A Copyright Masquerade: How Corporate Lobbying Threatens Online Freedoms   Due August 2013.

 Key amendment switched at the last minute before the 7 July vote. What kind of law-making is this?

 

Annexe 1, Point 19 amendment to the Authorisation Directive has been deleted and replaced with an alternative text, that paves the way for ISP filtering at the framework level of EU law. 

Annexe 1, Point 19 of the Authorisation Directive  was an amendment which meant that EU governments could place copyright enforcement as a term of doing business for ISPs. In principle, it's a good thing that it has been deleted. What I am concerned about, is  the possible interpretation of the  text that has replaced it.

The deletion was voted through by the Industry, Research and Energy committee (ITRE)  on July 7th.  In its place, there is a new text, which  refers to another amendment  - Article 8 - point 4 - g.

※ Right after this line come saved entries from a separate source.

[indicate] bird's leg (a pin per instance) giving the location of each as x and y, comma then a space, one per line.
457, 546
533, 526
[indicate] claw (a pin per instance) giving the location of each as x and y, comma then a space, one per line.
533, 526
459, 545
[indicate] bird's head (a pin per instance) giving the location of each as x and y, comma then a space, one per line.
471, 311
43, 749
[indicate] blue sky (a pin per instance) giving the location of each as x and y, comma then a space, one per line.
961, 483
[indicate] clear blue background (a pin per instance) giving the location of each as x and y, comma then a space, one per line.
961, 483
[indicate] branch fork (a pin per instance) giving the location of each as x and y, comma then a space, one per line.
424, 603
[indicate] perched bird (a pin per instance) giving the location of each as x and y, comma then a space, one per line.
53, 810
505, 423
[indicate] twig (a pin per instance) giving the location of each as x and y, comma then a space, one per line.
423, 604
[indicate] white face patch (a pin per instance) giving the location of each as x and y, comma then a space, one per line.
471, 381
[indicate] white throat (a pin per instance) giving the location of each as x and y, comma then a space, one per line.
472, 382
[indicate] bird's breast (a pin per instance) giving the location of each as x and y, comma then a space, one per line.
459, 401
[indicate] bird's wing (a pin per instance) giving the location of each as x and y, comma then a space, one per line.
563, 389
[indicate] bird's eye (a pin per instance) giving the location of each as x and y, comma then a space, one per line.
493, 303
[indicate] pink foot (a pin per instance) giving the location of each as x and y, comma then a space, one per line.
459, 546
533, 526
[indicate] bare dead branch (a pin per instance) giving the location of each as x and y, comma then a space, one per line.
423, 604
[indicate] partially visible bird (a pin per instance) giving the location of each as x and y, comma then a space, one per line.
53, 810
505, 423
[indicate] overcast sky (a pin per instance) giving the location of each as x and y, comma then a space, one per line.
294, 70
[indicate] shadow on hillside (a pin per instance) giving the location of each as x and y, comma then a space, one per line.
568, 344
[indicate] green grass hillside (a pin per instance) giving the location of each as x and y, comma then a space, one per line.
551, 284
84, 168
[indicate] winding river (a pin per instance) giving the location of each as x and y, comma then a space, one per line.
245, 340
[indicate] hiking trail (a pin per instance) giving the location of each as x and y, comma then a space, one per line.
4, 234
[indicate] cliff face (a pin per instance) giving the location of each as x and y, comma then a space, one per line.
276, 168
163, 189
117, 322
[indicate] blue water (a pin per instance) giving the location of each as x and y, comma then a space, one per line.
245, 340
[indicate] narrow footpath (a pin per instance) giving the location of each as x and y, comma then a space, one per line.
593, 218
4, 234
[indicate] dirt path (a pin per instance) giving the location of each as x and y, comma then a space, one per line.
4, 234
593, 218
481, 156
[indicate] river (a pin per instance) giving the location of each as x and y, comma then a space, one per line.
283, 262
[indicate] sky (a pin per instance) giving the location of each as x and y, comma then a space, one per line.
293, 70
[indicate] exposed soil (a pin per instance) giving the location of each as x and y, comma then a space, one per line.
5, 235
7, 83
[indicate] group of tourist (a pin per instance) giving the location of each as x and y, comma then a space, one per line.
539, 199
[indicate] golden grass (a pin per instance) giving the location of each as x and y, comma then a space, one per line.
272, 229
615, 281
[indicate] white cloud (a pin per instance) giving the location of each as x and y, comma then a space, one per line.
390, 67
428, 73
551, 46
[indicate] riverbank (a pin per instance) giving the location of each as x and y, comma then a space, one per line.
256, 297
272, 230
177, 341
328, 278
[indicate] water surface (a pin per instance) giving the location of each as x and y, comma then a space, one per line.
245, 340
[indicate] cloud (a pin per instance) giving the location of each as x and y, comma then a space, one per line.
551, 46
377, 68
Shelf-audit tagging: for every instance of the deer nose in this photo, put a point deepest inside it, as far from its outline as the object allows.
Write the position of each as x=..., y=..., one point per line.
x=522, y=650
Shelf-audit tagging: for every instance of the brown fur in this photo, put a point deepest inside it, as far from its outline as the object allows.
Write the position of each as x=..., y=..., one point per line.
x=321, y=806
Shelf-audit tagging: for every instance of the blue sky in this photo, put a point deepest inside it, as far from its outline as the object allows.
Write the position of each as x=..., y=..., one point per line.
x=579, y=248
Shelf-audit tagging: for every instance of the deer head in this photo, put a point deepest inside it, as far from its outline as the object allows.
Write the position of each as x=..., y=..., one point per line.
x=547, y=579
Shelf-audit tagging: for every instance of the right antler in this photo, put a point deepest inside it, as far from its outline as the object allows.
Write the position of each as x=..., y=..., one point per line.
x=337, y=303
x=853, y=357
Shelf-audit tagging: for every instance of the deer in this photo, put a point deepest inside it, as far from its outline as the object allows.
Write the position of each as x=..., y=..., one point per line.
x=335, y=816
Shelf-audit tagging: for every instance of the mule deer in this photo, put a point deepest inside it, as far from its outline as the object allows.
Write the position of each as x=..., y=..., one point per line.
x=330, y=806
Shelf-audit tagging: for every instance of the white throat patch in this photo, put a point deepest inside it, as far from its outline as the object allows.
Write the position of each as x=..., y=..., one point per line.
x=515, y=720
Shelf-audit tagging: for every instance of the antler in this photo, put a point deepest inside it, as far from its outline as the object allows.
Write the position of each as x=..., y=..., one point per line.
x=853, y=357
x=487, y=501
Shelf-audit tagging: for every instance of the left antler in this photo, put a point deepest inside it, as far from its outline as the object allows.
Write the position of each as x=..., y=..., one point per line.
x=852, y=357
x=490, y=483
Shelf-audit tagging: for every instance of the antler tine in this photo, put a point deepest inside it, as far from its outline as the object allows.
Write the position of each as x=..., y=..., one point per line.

This amendment refers (via another linked amendment)  to co-operation between ISPs and rights-holders.  I have now been able to analyse it, and as I  suspected,  it means


more or less the same thing as the original amendment. It just says it in a roundabout way, instead of saying it directly, as the original one did.

Annexe 1, Point 19 of the Authorisation Directive   was  inserted by the College of Commissioners, with no scrutiny by the Commission Directorate responsible  for this legislation, and was largely overlooked in the discussion before the ITRE vote. This amendment - Point 19a -was not, to my knowledge, discussed as a compromise amendment. It has therefore had no scrutiny whatsoever, by any Parliamentarian.  I found it as Amendment 821 out of 830 amendments in  the ITRE committee report, so it's fair to ask whether it really got the scrutiny it deserved. 

 This is an appalling way to make laws. Amendments, hidden within a long text on a different piece of policy, suddenly switched at the last minute before a vote, in such a fashion that no-one even knows they are there. 

It would be comical, if it wasn't so serious and if it didn't mean the difference between a free or a restricted Internet.